What is it about New Zealand's economic mentality that is so fatally and stupidly drawn to boom and bust?
You'd think the tourism industry would have a wee shufti over at the dairy wallahs, take a deep breath, and ask themselves how they're going to avoid the same problems with rapid and unmanageable expansion.
Government is certainly adding to the pressure by thrusting cash in all directions - just as they've done with dairy - to ensure the machine keeps chugging ever harder. It's a recipe for the tourism industry losing their social licence to operate, if I've ever seen one. Because tourism - now our biggest export earner slightly ahead of dairy - is expanding so fast, that the quantity over quality mindset is once again at full steam.
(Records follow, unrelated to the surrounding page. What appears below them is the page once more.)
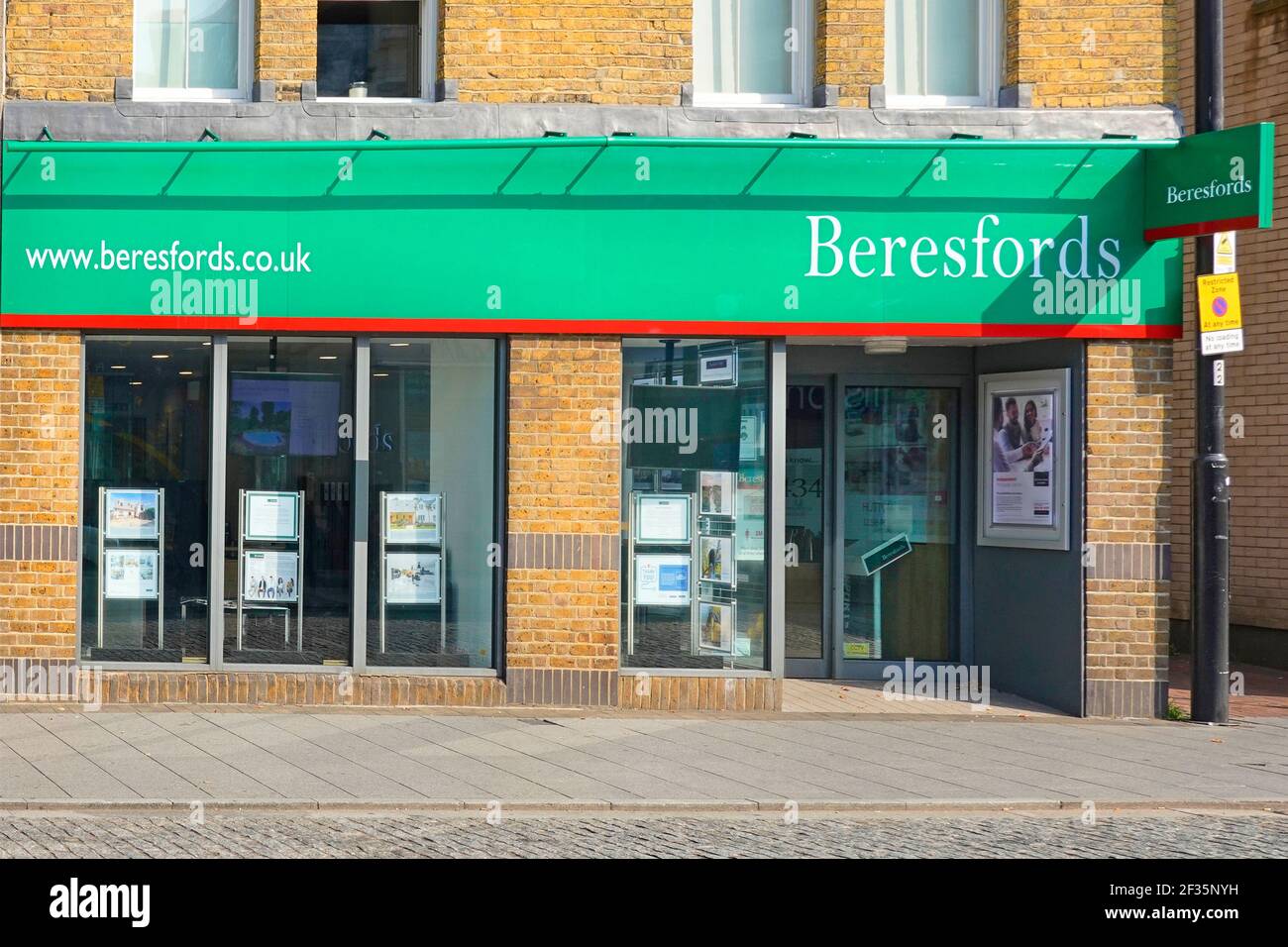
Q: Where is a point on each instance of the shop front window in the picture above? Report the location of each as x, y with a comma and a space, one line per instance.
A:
146, 499
695, 437
288, 500
432, 525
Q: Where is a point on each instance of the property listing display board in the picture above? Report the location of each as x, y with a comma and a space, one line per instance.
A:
130, 552
270, 560
683, 556
412, 560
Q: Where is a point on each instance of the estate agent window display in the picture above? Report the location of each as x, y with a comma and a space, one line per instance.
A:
146, 499
695, 566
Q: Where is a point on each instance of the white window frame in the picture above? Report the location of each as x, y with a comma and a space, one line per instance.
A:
990, 64
245, 55
428, 63
803, 67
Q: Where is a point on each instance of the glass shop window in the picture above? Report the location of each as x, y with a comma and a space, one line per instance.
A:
288, 500
433, 548
146, 499
695, 416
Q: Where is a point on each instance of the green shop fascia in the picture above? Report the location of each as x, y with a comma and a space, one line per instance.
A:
956, 239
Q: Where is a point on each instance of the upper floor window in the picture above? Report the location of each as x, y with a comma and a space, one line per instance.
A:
377, 50
192, 50
751, 52
941, 52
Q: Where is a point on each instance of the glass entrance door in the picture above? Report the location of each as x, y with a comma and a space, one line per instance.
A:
900, 509
871, 525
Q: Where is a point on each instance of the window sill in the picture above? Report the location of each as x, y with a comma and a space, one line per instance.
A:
930, 103
188, 97
743, 102
694, 673
373, 99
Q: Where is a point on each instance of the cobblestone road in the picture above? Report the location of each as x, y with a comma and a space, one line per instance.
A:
1166, 835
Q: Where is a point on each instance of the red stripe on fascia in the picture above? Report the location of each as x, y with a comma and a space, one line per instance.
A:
1202, 228
232, 324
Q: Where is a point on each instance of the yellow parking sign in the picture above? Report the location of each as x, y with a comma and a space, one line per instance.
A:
1219, 303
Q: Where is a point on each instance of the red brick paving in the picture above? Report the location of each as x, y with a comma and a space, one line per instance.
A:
1265, 689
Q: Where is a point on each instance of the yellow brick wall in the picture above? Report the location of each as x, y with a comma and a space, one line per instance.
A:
565, 504
67, 52
286, 44
1093, 54
39, 492
638, 52
849, 48
1128, 509
574, 51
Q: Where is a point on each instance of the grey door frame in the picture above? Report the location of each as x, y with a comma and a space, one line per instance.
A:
819, 667
960, 625
833, 664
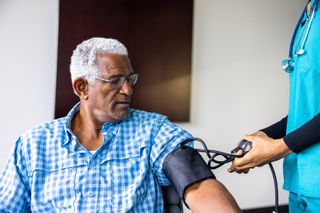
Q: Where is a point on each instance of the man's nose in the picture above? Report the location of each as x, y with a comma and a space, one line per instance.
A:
126, 88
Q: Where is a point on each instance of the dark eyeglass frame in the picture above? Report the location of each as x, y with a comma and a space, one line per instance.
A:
118, 81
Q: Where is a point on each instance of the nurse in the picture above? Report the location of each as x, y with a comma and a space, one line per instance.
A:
296, 137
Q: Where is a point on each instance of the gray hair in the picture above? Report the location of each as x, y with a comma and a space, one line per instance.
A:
83, 59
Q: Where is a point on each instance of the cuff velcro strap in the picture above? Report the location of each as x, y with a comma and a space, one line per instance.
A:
184, 167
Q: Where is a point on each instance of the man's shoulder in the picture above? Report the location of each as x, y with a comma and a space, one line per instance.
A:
45, 131
136, 114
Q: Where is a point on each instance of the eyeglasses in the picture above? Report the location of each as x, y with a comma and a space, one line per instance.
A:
118, 82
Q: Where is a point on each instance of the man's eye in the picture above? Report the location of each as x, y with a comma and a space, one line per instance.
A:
115, 80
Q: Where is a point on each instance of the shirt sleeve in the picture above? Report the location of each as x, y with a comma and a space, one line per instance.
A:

Let's get those visitors through the turnstiles, clip the tickets, and build ever more infrastructure to cater for them. Private funders are lining up to have their brand splashed across some wilderness toilet.
Except it won't work without a plan. The natural environment will pay so heavily - indeed, is paying already - the very reason to travel here becomes negated.
Imagine you're a foreign tourist. Why would you, over any other destination, spend your moolah coming to "clean, green, 100% Pure" New Zealand when it isn't? Our rivers, lakes and streams are already ecologically failing so, what's left to ooh and aah at? Oh, yes, the jam-packed, "you need to make a booking" Great Walks, and all sponsored by ... you fill in the blanks.
This week we've learned that the Department of Conservation is working closely with the Ministry of Business, Innovation & Employment on a somewhat unusual venture. Actually, it's insane, but that minor detail won't stop it happening. It's investigating the prospect of branding Karamea as "Moa Town" and using a giant moa installation to attract visitors. The plan includes developing a display of moa and Haast's eagles at Oparara Caves, with a possible light show, positioning them as "new products" for the West Coast.
Yes, just like the township of Bulls has a plethora of plastic-looking bulls displayed up and down its main drag, Karamea may be destined to join the tourism tack-fest too - sans the sizeable scrotums.
Who, in their right mind, thinks this a good idea? If tourists want that, they usually go to Disneyland, or Te Papa. Aside from the fact that being in nature usually means, you know, being in nature. For everything else, there's the internet. Or Florida.
Don't even get me started on what DoC's core statutory duty is, and how well that's going. Yes, that's right. Conservation.
But I guess when 800 native species are currently classified as threatened and faced with extinction, and the funding for saving them just isn't there, you may as well get on board with the theme park idea. Life is a rollercoaster.
Tourism New Zealand gets about $115m a year from the Government and last week announced a marketing partnership worth up to $20m this year, to promote New Zealand in key offshore markets. Air NZ and Tourism NZ will invest up to $10 million each over 12 months for joint activity in Australia, China, North and South America, Japan, Singapore, the UK and Europe.
With our ex-Minister of Tourism John Key now a director on Air New Zealand's board, I think you can see the circle of love will flow freely in many directions.
Meanwhile, Tourism New Zealand's new boss seems custom-built for the role.
Stephen England-Hall said he'd like to see this country do more to clean up the environment, while also saying that criticism of the "100% Pure" campaign was not going to stop it being successful. Allow me to translate. He's banking on us having our brand and eating it too. Indeed, it might be 18 years old, and utterly false, but that's not going to stop the tourism juggernaut from reaping the rewards. No matter how brief and environmentally fatal that could turn out to be.
While Tourism New Zealand may not be focusing on strategic planning, Tourism Industry Aotearoa is.
Representing tourism operators, last week they released their "election manifesto". In it they list 29 actions they'd like the next incoming government to deal with. While nakedly eager to "supercharge the tourism industry's success", their initiatives appear forward-thinking, strategic, and heavy on the "S" word. Sustainability.
It's clear from reading the document that this organisation understands the tourism boom could quickly be bust, if certain environmental, economic and social checks and balances are not put in place. We can only hope someone is listening.
Otherwise tourists may soon be arriving to look at plastic statues of extinct kea at Arthur's Pass, or kiwi replicas randomly strewn throughout the bush. If they bother to come at all.